Self-harm and suicide are serious health concerns facing contemporary society. However, the mainstreaming of mental health into generalist health services has meant that health professionals may be required to treat self-harm, despite having received limited training about it, and whilst potentially harbouring negative attitudes towards the behaviour because of its potential to evoke strong emotional responses.
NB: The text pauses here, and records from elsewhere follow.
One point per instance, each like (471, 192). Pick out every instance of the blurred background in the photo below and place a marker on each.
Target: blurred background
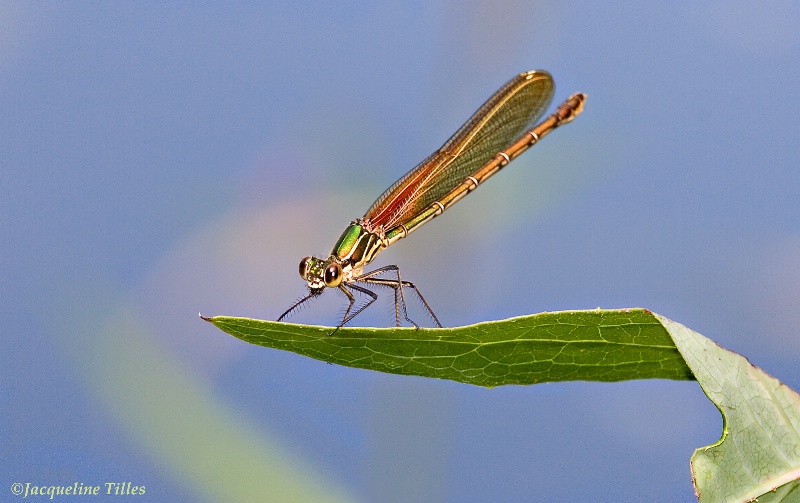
(157, 161)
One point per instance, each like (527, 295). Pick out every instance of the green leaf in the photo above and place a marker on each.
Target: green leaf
(565, 346)
(760, 446)
(758, 455)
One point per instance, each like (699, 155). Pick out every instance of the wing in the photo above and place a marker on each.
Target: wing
(509, 113)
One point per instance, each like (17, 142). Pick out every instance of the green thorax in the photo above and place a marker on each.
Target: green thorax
(357, 246)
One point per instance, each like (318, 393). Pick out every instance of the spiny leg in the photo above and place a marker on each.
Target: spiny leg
(398, 285)
(297, 304)
(347, 315)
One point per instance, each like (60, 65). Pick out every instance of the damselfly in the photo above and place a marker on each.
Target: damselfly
(501, 129)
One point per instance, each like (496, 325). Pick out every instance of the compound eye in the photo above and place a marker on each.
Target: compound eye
(305, 265)
(333, 275)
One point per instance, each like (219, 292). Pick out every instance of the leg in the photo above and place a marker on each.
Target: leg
(298, 304)
(399, 296)
(347, 316)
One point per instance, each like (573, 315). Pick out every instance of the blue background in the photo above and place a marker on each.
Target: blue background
(160, 160)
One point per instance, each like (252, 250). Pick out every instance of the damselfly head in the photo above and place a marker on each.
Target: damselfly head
(321, 273)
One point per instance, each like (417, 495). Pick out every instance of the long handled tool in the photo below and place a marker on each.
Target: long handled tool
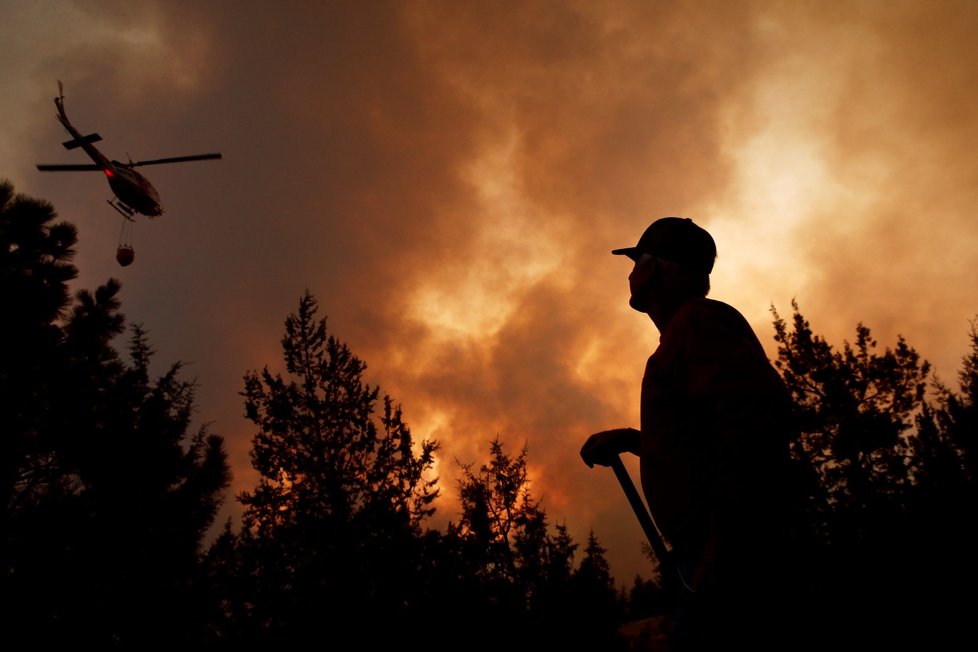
(648, 525)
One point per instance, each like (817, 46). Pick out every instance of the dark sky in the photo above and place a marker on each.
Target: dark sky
(448, 178)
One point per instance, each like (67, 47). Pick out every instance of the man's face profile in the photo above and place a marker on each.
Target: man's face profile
(640, 282)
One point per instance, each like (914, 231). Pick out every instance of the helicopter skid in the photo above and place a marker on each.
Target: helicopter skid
(124, 210)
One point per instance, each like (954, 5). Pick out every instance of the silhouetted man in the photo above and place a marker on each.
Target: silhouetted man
(713, 448)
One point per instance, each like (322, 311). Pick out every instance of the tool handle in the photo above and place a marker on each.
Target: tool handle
(645, 519)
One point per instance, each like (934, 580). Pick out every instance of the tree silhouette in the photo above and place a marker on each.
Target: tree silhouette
(107, 495)
(892, 495)
(332, 533)
(516, 571)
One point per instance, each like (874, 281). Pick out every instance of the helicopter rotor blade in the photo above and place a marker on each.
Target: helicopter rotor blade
(176, 159)
(84, 167)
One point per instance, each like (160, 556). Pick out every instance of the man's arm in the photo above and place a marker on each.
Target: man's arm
(603, 448)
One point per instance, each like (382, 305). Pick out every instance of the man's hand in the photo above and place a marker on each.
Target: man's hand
(602, 448)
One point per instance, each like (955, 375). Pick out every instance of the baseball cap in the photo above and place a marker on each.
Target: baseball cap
(677, 239)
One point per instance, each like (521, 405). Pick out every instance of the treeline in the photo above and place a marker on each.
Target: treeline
(109, 494)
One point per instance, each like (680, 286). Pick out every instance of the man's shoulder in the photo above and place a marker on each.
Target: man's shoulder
(704, 310)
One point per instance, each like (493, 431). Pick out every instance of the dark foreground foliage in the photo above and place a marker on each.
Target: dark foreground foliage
(109, 493)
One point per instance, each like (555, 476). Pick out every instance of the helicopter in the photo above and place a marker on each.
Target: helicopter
(132, 192)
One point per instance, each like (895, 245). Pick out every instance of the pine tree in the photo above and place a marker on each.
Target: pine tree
(333, 530)
(107, 495)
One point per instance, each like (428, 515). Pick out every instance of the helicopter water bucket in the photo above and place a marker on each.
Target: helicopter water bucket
(125, 254)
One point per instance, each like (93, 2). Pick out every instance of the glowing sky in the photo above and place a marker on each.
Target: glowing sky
(448, 179)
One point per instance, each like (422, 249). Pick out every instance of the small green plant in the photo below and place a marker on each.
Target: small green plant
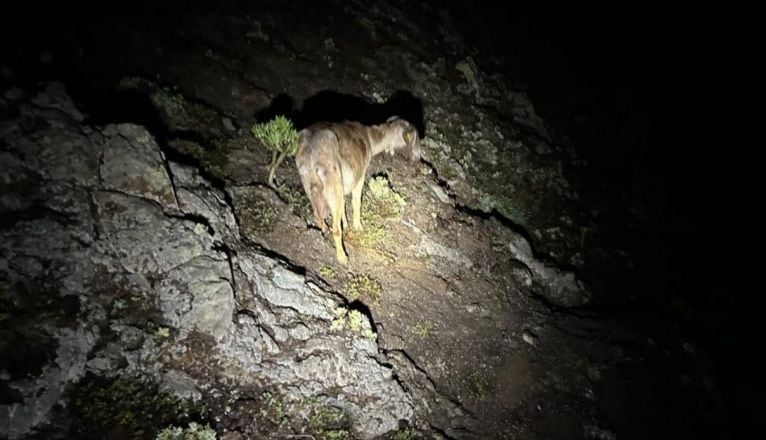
(355, 320)
(103, 407)
(328, 423)
(364, 286)
(351, 319)
(279, 137)
(162, 333)
(423, 328)
(194, 431)
(381, 205)
(405, 434)
(328, 272)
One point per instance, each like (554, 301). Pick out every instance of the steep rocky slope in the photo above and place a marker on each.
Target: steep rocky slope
(140, 242)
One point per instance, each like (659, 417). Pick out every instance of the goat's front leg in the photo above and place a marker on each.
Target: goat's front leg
(337, 231)
(319, 220)
(356, 203)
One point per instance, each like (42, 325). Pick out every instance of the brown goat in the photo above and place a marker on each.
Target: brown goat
(332, 161)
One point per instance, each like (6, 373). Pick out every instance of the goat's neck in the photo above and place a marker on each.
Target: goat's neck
(380, 138)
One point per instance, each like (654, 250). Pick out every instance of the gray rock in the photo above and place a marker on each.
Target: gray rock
(558, 286)
(140, 241)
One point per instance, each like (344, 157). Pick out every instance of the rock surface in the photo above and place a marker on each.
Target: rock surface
(142, 244)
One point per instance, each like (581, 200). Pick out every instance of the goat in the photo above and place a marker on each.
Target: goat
(332, 161)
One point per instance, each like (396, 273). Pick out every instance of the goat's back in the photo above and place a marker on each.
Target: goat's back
(339, 150)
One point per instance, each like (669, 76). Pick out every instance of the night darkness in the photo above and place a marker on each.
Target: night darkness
(649, 96)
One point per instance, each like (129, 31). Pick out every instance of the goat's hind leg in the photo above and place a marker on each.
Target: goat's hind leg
(338, 212)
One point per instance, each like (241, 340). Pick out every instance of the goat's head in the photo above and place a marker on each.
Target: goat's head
(409, 136)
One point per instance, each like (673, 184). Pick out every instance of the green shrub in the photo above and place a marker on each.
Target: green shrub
(279, 137)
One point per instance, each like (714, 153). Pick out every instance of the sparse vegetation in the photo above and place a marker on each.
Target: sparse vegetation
(328, 272)
(405, 434)
(381, 205)
(364, 286)
(279, 137)
(423, 328)
(162, 333)
(256, 214)
(353, 320)
(297, 199)
(328, 423)
(128, 405)
(194, 431)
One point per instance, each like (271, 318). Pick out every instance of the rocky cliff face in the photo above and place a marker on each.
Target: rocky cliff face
(149, 277)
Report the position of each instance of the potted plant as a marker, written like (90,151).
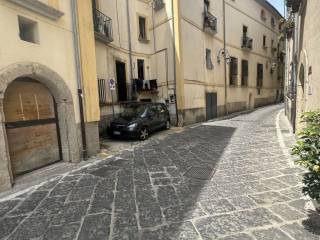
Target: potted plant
(308,150)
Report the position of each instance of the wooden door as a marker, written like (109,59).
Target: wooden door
(211,105)
(31,126)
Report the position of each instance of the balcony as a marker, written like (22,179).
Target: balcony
(147,86)
(102,27)
(247,43)
(158,5)
(209,23)
(294,5)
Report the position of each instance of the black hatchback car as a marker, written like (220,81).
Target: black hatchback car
(138,120)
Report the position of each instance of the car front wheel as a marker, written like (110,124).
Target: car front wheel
(144,133)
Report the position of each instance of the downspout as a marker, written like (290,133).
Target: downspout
(295,67)
(225,60)
(79,76)
(174,64)
(130,48)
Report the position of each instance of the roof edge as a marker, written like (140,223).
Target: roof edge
(270,7)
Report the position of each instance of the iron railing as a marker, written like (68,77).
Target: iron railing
(102,26)
(247,42)
(209,23)
(158,4)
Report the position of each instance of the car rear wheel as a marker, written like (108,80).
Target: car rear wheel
(144,133)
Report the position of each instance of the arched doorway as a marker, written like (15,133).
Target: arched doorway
(57,88)
(31,126)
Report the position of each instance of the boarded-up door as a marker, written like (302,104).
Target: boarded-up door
(211,105)
(31,126)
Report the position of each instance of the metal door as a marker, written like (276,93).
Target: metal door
(211,105)
(31,126)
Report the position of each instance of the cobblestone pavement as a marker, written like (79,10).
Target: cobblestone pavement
(151,193)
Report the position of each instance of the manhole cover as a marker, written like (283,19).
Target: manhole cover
(200,173)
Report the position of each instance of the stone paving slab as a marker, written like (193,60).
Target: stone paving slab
(145,194)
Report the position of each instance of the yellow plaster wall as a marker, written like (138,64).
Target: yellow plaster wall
(88,61)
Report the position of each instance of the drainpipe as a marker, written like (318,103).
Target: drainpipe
(79,76)
(296,57)
(130,47)
(225,60)
(174,64)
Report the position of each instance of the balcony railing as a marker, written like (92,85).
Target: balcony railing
(102,26)
(158,4)
(294,5)
(209,23)
(146,85)
(247,43)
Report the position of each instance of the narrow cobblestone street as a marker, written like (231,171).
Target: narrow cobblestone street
(158,190)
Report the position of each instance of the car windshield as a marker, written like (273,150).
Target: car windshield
(133,111)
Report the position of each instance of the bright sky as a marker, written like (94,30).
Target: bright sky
(278,4)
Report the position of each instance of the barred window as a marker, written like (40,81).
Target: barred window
(233,71)
(208,59)
(259,75)
(244,72)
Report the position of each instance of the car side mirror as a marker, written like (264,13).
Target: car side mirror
(150,114)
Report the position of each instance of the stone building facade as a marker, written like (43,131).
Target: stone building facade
(302,71)
(180,46)
(40,82)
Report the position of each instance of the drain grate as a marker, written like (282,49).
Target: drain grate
(200,173)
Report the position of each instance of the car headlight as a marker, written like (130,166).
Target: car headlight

The study reported here developed a 51-item Self-harm Survey to assess whether Child and Adolescent Mental Health Service medical and nursing staff (generalist health professionals) differed from allied health and support service staff in their general knowledge, opinions and understandings, their workplace experiences relating to self-harm, and their attitudes towards the impact social media has on self-harming adolescents. 82 CAMHS participants completed the survey. Results indicated that medical and nursing staff had higher general knowledge than allied health and support service staff, but there were no differences between the groups in their opinions and understandings about self-harm or in their attitudes towards working with self-harm clients. The majority of both groups indicated that social media had a negative impact on adolescents who self-harmed. Overall, the findings provide evidence that current training practices are generally effective, although more than a third of all respondents expressed a desire for more education and training in their work with self-harming clients. The findings suggest that there is a need for ongoing professional development courses regarding self-harm to teach proactive support skills, rather than merely knowledge content.